Gary eventually left Boston for Berkeley, then Oakland, California. Boston (and its harsh weather) hadn’t been too good to him, and having a prison record most certainly affected his career prospects there, leading him to a life of economic hardship. Acceptance of suffering and self-sacrifice for the cause of social justice and for the respect of human rights and dignity accompanied Gary Hicks throughout his life. There must be, however, some kind of reparation that is due when a whole system of government victimizes a person for a cause—opposition to the Vietnam war—that now mostly everyone considers to be a just cause.
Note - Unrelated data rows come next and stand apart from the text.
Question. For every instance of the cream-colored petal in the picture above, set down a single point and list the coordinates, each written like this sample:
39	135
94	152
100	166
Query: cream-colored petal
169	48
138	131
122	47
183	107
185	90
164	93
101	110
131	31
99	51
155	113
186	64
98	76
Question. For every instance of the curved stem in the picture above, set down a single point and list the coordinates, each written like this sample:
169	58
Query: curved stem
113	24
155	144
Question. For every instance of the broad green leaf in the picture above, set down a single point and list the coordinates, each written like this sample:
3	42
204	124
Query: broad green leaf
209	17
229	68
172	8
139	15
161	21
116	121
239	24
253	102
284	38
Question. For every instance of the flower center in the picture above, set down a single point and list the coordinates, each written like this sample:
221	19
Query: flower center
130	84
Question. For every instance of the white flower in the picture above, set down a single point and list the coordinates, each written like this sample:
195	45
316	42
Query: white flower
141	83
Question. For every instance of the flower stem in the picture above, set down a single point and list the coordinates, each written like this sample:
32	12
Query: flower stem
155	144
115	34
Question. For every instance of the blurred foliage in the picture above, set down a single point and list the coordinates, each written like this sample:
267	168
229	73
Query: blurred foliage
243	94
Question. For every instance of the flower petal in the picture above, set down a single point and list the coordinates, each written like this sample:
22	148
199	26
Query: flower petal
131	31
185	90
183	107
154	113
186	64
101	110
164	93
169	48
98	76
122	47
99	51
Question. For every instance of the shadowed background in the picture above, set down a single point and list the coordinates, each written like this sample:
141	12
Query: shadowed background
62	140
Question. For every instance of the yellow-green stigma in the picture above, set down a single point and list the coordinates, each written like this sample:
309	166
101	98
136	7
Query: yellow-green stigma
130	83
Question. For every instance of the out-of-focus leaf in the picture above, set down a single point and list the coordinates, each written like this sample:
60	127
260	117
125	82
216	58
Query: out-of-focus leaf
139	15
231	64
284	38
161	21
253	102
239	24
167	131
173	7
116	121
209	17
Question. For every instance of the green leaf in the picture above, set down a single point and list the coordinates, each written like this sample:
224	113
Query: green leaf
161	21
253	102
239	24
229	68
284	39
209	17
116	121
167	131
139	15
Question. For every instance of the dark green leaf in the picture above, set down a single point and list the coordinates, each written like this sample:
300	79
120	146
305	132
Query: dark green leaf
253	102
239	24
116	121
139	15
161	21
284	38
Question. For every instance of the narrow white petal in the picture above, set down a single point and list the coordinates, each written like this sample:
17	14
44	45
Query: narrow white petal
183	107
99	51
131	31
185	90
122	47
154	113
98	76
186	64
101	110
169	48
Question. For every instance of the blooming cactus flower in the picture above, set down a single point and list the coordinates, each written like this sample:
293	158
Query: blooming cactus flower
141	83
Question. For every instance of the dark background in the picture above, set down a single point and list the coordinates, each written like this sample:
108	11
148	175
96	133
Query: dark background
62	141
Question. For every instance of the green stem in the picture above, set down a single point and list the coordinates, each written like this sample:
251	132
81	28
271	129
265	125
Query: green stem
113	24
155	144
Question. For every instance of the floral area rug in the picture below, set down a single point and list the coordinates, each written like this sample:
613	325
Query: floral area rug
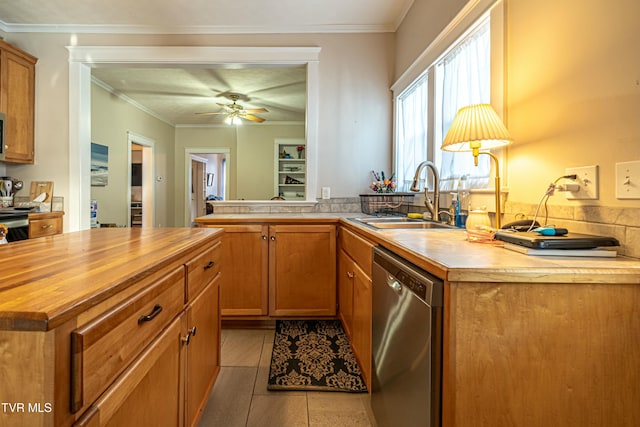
313	355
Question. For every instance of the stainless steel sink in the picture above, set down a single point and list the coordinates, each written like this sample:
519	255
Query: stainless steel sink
399	223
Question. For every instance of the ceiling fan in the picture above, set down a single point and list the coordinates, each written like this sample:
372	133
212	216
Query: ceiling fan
235	112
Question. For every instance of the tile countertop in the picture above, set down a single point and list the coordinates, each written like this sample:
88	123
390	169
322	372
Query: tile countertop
447	254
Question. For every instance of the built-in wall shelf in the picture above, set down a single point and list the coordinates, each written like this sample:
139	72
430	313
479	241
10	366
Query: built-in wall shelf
291	166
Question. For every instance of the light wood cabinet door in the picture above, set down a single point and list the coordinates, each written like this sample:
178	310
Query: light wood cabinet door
245	270
148	393
302	270
362	313
345	290
17	100
202	350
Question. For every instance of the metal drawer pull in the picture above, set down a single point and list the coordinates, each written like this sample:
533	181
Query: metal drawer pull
187	338
149	317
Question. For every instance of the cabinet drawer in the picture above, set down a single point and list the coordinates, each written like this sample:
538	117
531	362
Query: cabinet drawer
359	249
108	344
147	393
202	270
44	227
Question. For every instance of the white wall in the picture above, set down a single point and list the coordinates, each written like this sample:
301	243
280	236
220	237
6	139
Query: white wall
354	113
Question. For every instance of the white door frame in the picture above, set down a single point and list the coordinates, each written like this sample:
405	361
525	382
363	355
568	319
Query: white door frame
83	58
188	152
148	174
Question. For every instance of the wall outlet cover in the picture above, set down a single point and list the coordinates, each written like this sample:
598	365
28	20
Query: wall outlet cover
588	181
628	180
326	193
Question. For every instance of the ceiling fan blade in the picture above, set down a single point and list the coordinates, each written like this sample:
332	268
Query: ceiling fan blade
252	118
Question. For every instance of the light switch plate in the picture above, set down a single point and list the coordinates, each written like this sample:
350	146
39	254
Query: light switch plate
326	193
588	180
628	180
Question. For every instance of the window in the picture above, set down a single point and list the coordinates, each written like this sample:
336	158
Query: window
411	145
463	77
456	72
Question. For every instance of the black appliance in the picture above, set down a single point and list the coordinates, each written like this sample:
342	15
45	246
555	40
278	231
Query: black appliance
17	221
567	241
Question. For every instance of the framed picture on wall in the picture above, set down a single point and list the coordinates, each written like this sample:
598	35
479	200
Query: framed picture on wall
99	165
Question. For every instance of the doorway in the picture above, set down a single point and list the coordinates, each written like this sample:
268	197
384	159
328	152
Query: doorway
215	179
141	204
83	58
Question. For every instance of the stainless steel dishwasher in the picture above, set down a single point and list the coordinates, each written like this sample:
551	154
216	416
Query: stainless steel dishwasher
406	343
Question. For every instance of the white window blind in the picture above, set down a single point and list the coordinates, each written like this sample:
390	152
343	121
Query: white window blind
411	147
463	77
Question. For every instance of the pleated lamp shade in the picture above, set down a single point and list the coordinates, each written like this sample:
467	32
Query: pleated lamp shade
476	126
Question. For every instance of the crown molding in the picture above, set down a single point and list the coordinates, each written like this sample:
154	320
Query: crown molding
193	29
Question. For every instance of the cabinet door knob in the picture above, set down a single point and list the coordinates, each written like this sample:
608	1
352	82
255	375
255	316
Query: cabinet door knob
149	317
186	339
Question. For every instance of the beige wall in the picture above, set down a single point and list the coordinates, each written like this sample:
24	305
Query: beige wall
573	92
572	99
111	119
573	96
355	109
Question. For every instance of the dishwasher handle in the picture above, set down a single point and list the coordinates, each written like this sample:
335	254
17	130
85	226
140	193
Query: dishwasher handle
407	275
394	284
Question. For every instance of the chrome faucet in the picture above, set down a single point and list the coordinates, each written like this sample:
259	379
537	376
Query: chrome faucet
432	207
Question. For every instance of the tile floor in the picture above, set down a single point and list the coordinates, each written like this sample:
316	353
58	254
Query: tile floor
240	397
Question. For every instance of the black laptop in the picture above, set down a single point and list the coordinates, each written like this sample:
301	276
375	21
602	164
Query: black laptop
531	239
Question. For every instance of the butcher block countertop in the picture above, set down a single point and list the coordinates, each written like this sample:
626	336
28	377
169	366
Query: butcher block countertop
447	253
46	281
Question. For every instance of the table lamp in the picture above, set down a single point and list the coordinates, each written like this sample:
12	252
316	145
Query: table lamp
475	128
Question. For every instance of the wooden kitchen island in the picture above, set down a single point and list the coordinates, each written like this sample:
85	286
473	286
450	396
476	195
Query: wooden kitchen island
109	327
527	341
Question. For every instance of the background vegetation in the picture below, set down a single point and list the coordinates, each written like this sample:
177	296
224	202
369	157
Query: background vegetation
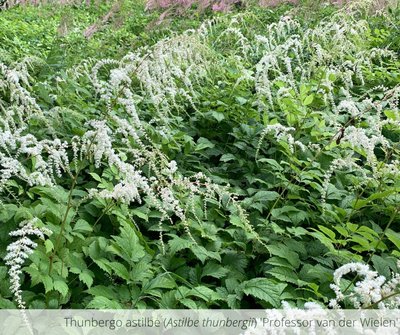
207	159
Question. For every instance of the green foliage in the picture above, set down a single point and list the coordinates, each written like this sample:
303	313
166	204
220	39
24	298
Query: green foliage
290	223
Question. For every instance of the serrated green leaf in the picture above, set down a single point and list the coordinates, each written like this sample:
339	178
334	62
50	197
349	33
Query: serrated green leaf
61	287
264	289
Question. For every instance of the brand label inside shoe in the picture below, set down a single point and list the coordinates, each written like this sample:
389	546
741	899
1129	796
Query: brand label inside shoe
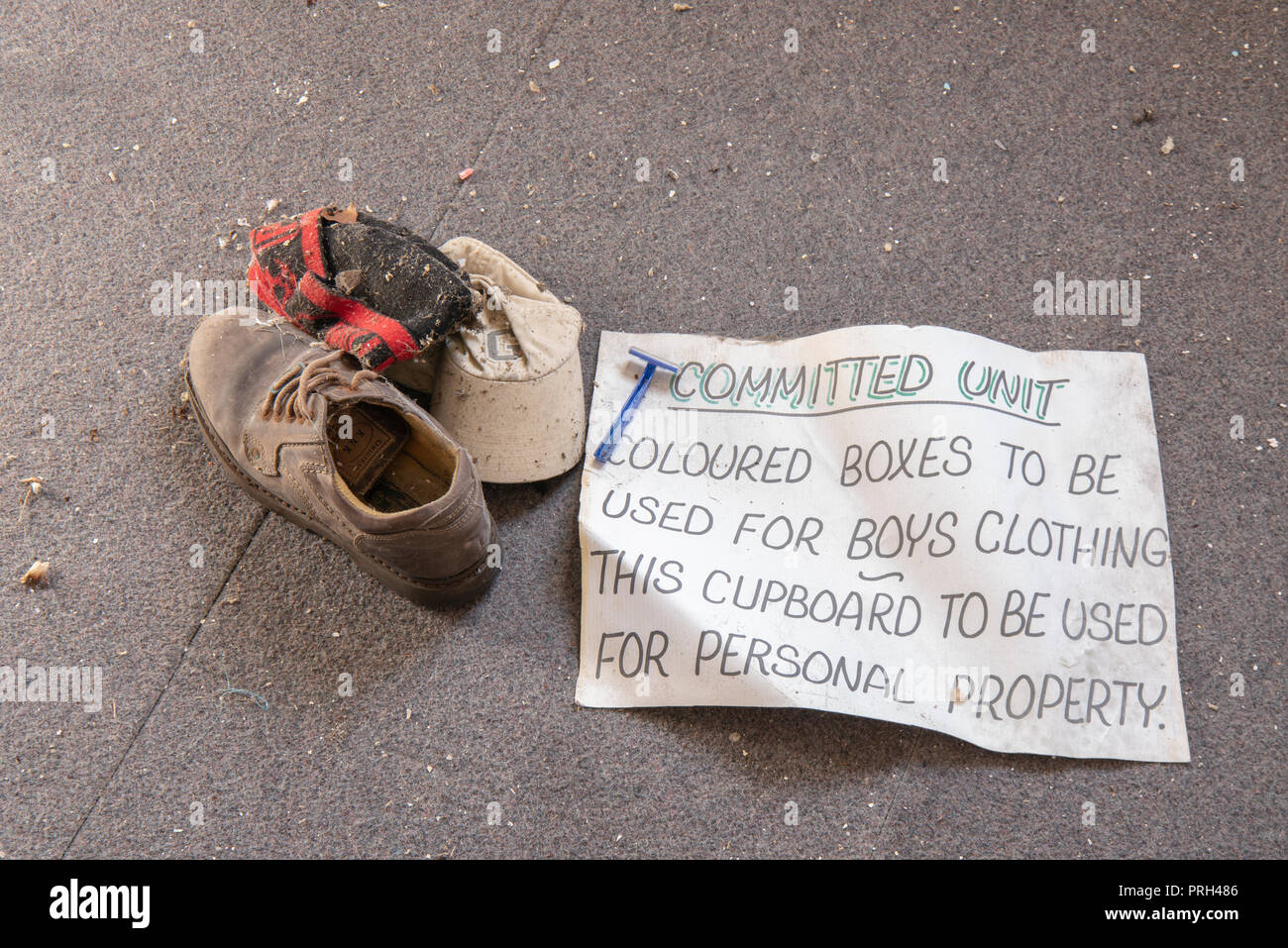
365	440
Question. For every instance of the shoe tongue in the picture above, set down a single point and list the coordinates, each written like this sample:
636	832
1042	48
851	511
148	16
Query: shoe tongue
365	440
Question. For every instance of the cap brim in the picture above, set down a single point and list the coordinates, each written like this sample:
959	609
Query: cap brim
516	432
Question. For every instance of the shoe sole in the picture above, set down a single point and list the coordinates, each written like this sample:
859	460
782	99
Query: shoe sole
465	584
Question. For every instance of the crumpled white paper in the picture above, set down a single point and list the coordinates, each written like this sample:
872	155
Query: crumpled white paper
913	524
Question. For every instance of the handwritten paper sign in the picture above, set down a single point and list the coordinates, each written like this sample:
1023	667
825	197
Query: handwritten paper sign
913	524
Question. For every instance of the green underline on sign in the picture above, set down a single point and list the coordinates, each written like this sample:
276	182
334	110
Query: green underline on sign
861	407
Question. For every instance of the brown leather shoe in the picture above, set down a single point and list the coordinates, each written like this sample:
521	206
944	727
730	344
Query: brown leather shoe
339	451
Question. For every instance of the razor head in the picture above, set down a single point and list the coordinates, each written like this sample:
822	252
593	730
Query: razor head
655	361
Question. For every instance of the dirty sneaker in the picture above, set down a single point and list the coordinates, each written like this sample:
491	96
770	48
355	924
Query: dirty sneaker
336	449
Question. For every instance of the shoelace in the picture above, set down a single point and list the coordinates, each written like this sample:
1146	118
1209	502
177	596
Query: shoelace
485	292
287	398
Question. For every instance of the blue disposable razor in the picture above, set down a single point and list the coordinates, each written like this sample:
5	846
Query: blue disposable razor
604	453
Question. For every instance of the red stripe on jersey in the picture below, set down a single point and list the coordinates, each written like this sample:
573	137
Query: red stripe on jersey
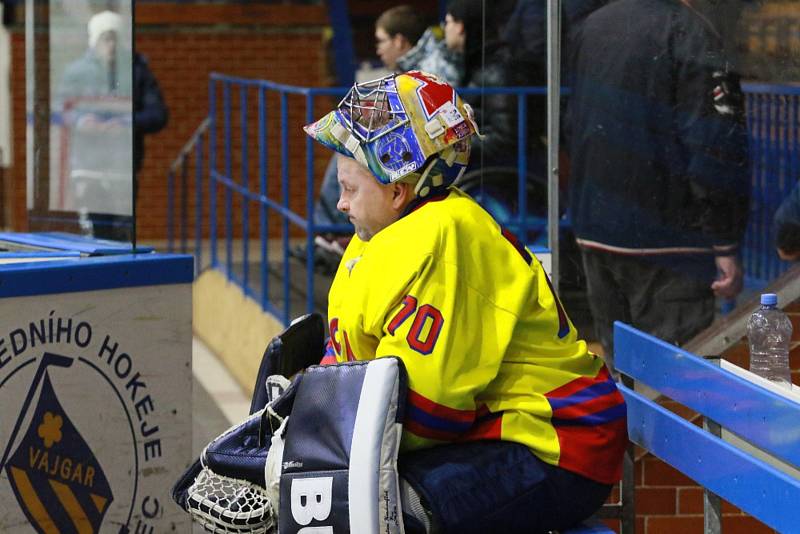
594	451
350	356
440	410
570	388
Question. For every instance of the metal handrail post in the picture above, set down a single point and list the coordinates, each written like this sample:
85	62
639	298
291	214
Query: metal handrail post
285	186
198	203
246	186
262	188
522	165
184	203
212	172
310	207
553	117
226	109
170	211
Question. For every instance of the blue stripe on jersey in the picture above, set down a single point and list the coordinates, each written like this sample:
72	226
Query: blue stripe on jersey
437	423
592	392
599	418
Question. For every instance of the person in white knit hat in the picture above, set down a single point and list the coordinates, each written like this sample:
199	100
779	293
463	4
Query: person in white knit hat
94	96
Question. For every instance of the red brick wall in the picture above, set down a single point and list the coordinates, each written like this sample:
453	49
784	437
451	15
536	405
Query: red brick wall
279	43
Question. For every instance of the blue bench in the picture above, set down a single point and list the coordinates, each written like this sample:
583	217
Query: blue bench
730	468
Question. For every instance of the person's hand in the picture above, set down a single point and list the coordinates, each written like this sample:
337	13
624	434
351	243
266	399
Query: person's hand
786	255
730	278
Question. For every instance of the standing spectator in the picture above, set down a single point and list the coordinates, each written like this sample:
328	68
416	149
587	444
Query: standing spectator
111	95
487	63
659	176
787	226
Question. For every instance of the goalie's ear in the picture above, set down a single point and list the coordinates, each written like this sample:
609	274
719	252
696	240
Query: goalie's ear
302	344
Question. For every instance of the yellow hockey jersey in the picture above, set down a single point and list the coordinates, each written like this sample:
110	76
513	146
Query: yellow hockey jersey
489	351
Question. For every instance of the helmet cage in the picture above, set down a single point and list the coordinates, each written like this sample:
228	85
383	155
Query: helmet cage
372	109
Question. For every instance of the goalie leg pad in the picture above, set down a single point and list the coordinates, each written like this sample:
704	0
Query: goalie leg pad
340	452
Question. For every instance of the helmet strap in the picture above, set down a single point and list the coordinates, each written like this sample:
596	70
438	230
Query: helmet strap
428	182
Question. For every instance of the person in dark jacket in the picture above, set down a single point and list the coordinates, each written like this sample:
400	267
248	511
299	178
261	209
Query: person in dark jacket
658	184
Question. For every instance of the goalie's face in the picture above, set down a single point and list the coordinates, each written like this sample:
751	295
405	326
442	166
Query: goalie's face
370	205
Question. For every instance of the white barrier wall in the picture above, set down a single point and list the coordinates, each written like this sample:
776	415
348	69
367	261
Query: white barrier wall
95	390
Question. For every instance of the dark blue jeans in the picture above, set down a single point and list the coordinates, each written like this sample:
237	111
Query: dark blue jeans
495	486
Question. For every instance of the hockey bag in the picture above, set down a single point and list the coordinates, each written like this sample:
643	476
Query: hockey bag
340	451
226	490
323	456
300	345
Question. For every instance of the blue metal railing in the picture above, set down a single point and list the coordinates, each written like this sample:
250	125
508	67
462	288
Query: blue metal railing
772	113
773	125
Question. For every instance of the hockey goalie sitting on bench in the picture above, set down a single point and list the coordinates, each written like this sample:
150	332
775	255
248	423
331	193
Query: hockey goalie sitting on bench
509	423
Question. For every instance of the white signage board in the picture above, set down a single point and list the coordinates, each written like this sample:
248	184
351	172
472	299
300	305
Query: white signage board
95	390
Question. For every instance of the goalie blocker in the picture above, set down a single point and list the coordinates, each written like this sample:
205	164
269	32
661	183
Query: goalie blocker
328	446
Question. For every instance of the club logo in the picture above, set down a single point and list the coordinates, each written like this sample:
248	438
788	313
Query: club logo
80	432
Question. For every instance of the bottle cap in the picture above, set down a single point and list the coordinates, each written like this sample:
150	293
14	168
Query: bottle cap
769	299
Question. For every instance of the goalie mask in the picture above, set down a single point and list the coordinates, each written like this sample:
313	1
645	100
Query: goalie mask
411	127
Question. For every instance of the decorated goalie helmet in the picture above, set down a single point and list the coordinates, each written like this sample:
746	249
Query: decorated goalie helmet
411	127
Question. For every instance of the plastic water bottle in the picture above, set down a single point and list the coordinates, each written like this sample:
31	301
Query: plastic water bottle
85	223
769	332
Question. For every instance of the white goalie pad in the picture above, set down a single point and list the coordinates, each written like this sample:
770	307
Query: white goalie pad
340	452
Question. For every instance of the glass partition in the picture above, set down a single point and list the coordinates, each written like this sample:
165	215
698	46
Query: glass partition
80	127
662	142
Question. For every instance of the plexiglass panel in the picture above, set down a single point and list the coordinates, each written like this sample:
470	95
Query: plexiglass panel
80	131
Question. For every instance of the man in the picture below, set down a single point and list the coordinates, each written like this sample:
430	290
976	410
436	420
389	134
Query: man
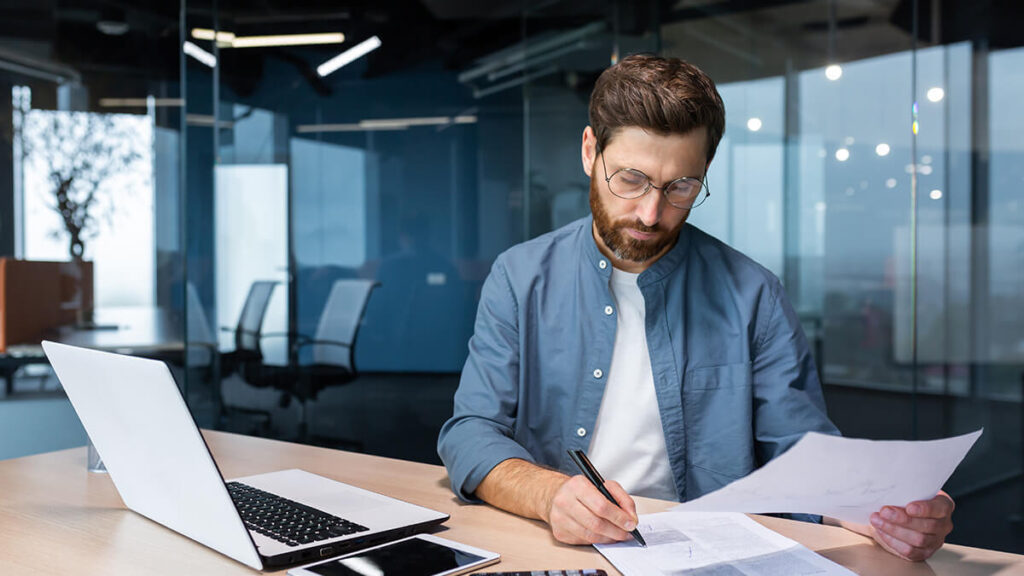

When Jill and I joined him, along with poets Richard Cambridge, Regie Gibson and Timothy Mason, for lunch one afternoon in June 2016 at the S&S Restaurant in Cambridge, we couldn’t know that was the last time we would see him in person. He was in good mood that day, happy that his friends came to spend time with him, happy to see them again years following his permanent departure from Boston—although we continued to interact with him via video zoom in several poetry performances, always for a cause dear to his heart.

In conclusion to this eulogy, I’d like to quote the following lines excerpted from Gary Hicks’ poem “the free fire zones of north america,” from his book A Pen Is Like A Piece, You Pick it Up, You Use It (1977):


the contractors on our
land who architected
the first hundred days
of this year of continued
misery, who abetted the
well-mannered thugs
of our radio waves, who
danced around the
consequences of the
class wars, who mouthed
a mean, evil-spiritedness
all these now scream
aghast, now feign utter
shock, now find a tone
of sincerity in their
teutonic gods clothed
in christian garb
as they find blood
already on their hands
now risen to their elbows.
lyrics, songs and poems
cannot begin to express
these days coming fifty
years after that incomplete
victory in berlin, for
now we know: the enemy
against whom the militia
trained for combat
is we the people, and
the war is right now
at this hour, coming to
claim us where we live


Here’s what Jack Powers wrote on the back cover of the book:

“Gary Hicks is a thoroughly committed social activist who combines a withering critical intelligence with a unique poetic voice. The title of this volume tells you much about the intensity and character of this writer. This is serious business, and he will make us all realize that we are not just along for the ride. [This collection offers] tough, uncompromising medicine for a tough age, and with a lyric gift that gets the message down to stay. [It is] must reading for our national health.”

We send our condolences to Gary Hicks’ family, to his two daughters and friends. He was a genuinely free man, a tireless fighter for the advent of a humanist political system based on justice, equality and respect for all on this earth of us. He will be deeply missed.